A Working Definition of Bayesian Mechanics (Bayesian Mechanics II)

In a previous blog post, I discussed a paper of mine about the maths behind Bayesian mechanics (cited here as [Sak22]) and mentioned that an additional lengthy paper was on its way about the physics behind Bayesian mechanics (the free energy principle, in particular). That paper, joint with collaborators of mine in the VERSES Research Lab, is now available on the arxiv as preprint arXiv:2205.11543. Here, I’ll go over that paper, which takes previous work and proposes a definition of Bayesian mechanics. The remainder of the post will be devoted to deconstructing the preface of Section 4 (i.e., up to 4.1) of [Sak22], where I prove the approximate Bayesian inference lemma, a crucial result for Bayesian mechanics as it is spoken of in [RSH+22].

The primary aim of these papers is to define Bayesian mechanics. Work in mathematical physics generally falls into one of two broad classes of question: physically inspired mathematics, or mathematically rigorous physics. The former usually means discovering new and interesting mathematical structures using physical intuition or inspiration, like Donaldson theory. The latter means looking at a physical problem through a comprehensive and exacting mathematical lens, like the ongoing efforts to formulate quantum field theory rigorously. This is actually a good example: we have a collection of phenomenological results about what QFT should do and we know roughly what different facets of it ought to look like, but have no set of axioms, or even a definition, for QFT in four space-time dimensions. We simply don’t know enough about QFT to say how it should look from first principles, and the existing maths is insufficient to make it work non-perturbatively (read: without approximations of some sort). Here, at a high level, we want to get an axiomatic framework for some sort of mathematical biophysics. We can do this by using the structure already put in place by the FEP. However, first, we need to better understand the mathematics of the FEP (its detailed geometric and analytic formulation) and the physics of the FEP (a physics of beliefs, and dually, by beliefs).

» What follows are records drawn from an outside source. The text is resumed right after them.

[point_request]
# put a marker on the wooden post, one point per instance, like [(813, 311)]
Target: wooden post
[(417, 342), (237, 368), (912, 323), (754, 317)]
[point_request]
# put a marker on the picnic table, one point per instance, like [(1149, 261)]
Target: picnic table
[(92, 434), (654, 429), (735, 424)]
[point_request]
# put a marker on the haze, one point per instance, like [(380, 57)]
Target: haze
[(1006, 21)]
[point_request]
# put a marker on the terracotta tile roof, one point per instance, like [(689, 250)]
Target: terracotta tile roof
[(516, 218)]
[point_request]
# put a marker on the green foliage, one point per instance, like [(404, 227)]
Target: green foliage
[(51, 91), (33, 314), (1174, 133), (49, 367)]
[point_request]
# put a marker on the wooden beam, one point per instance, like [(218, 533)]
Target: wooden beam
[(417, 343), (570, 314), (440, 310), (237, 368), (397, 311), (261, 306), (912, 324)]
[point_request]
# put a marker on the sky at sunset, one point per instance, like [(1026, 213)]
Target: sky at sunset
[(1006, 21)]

More particularly, in these papers, we make an effort to define Bayesian mechanics, foreshadowing a hopeful connection to some sort of rigorous physics of complex systems. In [RSH+22] it is proposed that Bayesian mechanics is a consequence of the principle that surprisal is minimised (and thus, necessarily, that variational free energy is minimised) in precisely the same sense as classical mechanics is a consequence of the principle that the classical Lagrangian is stationary. Consider the following analogy:

The equations of motion yielded by classical mechanics are variants of Newton’s second law, a statement that systems accelerate along force gradients in virtue of exchanging kinetic energy for potential energy.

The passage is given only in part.